In the early 2000s, Chinese demand underpinned a commodity boom some believed might extend for decades. Commodity traders thrived, none more so than the Singapore-listed Noble Group. 

Its  share price rose a staggering 18-fold between 1998 and 2011, making it Asia’s best-performing stock outside the tech giants like Tencent. By 2011, Noble Group boasted revenue comfortably inside the top 100 companies globally and was Asia’s largest commodity trader. Seen as an established blue chip, Noble began to rival the likes of Glencore and Cargill.

The company today is a shadow of its former self. Targeted by short sellers in 2015, Noble was embroiled in an accounting fraud scandal that led to a plummet in its market value, a debt restructuring, and eventual delisting from Singapore’s stock exchange. 

Noble Group is an interesting case study for Transparently.AI, which has an AI-powered solution to detect accounting manipulation and fraud in companies.

Our AI solution  showed evidence of financial stress and poor accounting quality much earlier than the short sellers, in fact even throughout the long commodity bull market from 2001 until 2011.

Read on  to find out what we discovered. We would hasten to add that our analysis is on the Noble Group Limited entity that existed prior to its restructuring in 2018. We offer no insights into the current Noble Group Holdings Limited entity that operates what's left of the company, nor is anything we comment on intended to infer anything about the current operating entity. It is, for all intents and purposes, a separate company from its old self, as they have pointed out in detail.

Table of contents

What is Noble Group?

The main research shop that targeted Noble Group in 2015, Iceberg Research, likened the company in one report to Enron, the poster child for corporate accounting scandals. It’s not our place to comment specifically on this comparison, but what we can do is comment on factual similarities and divergences between the two.

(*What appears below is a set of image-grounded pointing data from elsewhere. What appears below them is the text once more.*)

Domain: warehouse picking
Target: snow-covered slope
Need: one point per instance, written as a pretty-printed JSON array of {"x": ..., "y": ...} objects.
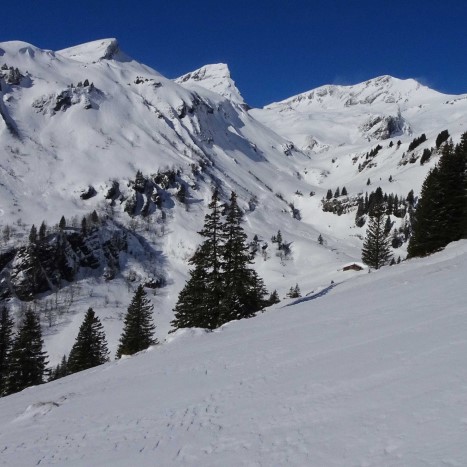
[
  {"x": 370, "y": 372},
  {"x": 215, "y": 78},
  {"x": 378, "y": 109},
  {"x": 90, "y": 116}
]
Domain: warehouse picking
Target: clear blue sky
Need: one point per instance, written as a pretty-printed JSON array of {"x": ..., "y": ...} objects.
[{"x": 274, "y": 48}]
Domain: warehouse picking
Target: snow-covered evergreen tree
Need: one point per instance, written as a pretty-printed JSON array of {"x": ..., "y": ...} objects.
[
  {"x": 90, "y": 347},
  {"x": 28, "y": 360},
  {"x": 138, "y": 329},
  {"x": 6, "y": 344},
  {"x": 376, "y": 250}
]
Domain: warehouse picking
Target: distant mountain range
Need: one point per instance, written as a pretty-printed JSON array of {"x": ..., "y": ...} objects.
[{"x": 90, "y": 129}]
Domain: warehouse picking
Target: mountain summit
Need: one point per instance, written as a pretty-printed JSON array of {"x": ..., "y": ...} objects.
[{"x": 215, "y": 78}]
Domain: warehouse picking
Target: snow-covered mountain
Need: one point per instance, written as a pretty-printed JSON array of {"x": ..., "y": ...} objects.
[
  {"x": 368, "y": 372},
  {"x": 77, "y": 125},
  {"x": 216, "y": 78}
]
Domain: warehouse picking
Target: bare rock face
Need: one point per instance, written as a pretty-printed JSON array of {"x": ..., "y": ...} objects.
[{"x": 383, "y": 127}]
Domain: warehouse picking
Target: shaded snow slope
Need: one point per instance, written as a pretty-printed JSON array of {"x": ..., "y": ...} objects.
[
  {"x": 371, "y": 373},
  {"x": 91, "y": 116},
  {"x": 377, "y": 109}
]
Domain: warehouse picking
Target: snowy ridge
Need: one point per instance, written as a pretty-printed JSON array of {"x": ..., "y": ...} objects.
[
  {"x": 215, "y": 78},
  {"x": 90, "y": 116},
  {"x": 372, "y": 373},
  {"x": 105, "y": 49}
]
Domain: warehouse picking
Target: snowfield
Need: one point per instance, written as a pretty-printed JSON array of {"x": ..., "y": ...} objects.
[{"x": 371, "y": 373}]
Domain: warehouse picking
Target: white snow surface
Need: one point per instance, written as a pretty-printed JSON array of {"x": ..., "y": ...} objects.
[
  {"x": 370, "y": 372},
  {"x": 215, "y": 77},
  {"x": 136, "y": 119}
]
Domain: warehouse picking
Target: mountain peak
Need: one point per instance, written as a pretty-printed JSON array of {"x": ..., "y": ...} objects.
[
  {"x": 382, "y": 89},
  {"x": 95, "y": 51},
  {"x": 214, "y": 77}
]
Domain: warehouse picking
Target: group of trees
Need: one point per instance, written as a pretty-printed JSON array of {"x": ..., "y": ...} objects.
[
  {"x": 441, "y": 213},
  {"x": 394, "y": 205},
  {"x": 337, "y": 193},
  {"x": 23, "y": 361},
  {"x": 221, "y": 287}
]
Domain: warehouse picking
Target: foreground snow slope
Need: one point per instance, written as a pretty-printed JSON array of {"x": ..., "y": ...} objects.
[{"x": 370, "y": 373}]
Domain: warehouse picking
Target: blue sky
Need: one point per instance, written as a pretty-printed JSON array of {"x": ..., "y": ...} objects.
[{"x": 274, "y": 48}]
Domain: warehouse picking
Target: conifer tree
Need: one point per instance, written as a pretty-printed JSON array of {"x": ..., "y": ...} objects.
[
  {"x": 273, "y": 298},
  {"x": 6, "y": 344},
  {"x": 376, "y": 250},
  {"x": 235, "y": 261},
  {"x": 441, "y": 213},
  {"x": 199, "y": 302},
  {"x": 90, "y": 347},
  {"x": 33, "y": 234},
  {"x": 27, "y": 359},
  {"x": 279, "y": 239},
  {"x": 221, "y": 286},
  {"x": 42, "y": 231},
  {"x": 60, "y": 370},
  {"x": 138, "y": 329}
]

As with Enron, Noble Group’s core business was commodity trading. It bought commodities from producers and sold them to end users, acting as an intermediary, whereas Enron began with natural gas and branched from there, Noble began with bulk commodities, branched into agriculture and then into energy.

Commodity trading is a risky business: Margins are thin, the working capital requirement is onerous, and fluctuations in currencies and commodity prices can quickly threaten vital access to short-term finance. 

As a consequence, commodity traders are incentivised to exaggerate their financial strength and are frequently involved in accounting scandals. In recent years there have been several in Singapore alone, including Agritrade International, Hin Leong Trading and ZenRock Commodities Trading.

A commodity business can be asset light or asset heavy, depending on whether a firm invests in logistics assets such as ships, ports, pipelines, storage and processing facilities. Some commodity traders invest in upstream businesses to secure offtake from mines or supply from farmers. 

When asset light, traders tend to be volatile businesses but relatively safe if well capitalized. When asset heavy, traders become financially strained when commodity prices are weak or if interest rates rise. An asset-heavy model only makes sense to lock in supply or to secure wider margins.

In short, commodity trading is a difficult business, even in the best of times. 

Noble in 2001-2011: What our anti-fraud system uncovered

Through the commodities boom from 2001 until 2011, Noble’s manipulation risk score on our system hovered between 55% and 60%. This score indicated significant issues with accounting quality and meant that Noble was generally in the bottom 35% of companies globally for estimated accounting quality and transparency.

Figure 1 shows the front page summary from the risk report that the Transparently.AI system produced for Noble Group’s 2002 financials. The system gave Noble a “D” rating, which signals poor accounting quality and an urgent need to investigate the company further.  

The manipulation risk score gave Noble a joint probability of 56% that its accounts were manipulated and that the company was headed to failure. 

In other words, the system gave better than even odds that problems at the company were serious enough to lead to potential failure. The model estimated potential losses to stakeholders of between $124 million and $230 million.  At the time, this represented between 50% and 95% of Noble’s market capitalization.  

The risk distribution charts showed that Noble was in the 83rd percentile globally for account manipulation risk. 

Figure 1:  Excerpt from Transparently.AI’s report for Noble in 2002

Excerpt from Transparently.AI’s report for Noble in 2002

Source: Transparently.AI 

In the context of a booming commodity sector, these poor scores suggested that something was amiss in the burgeoning Noble empire. Companies with accounting concerns in prosperous times invariably stumble when boom turns to bust - and so it was with Noble.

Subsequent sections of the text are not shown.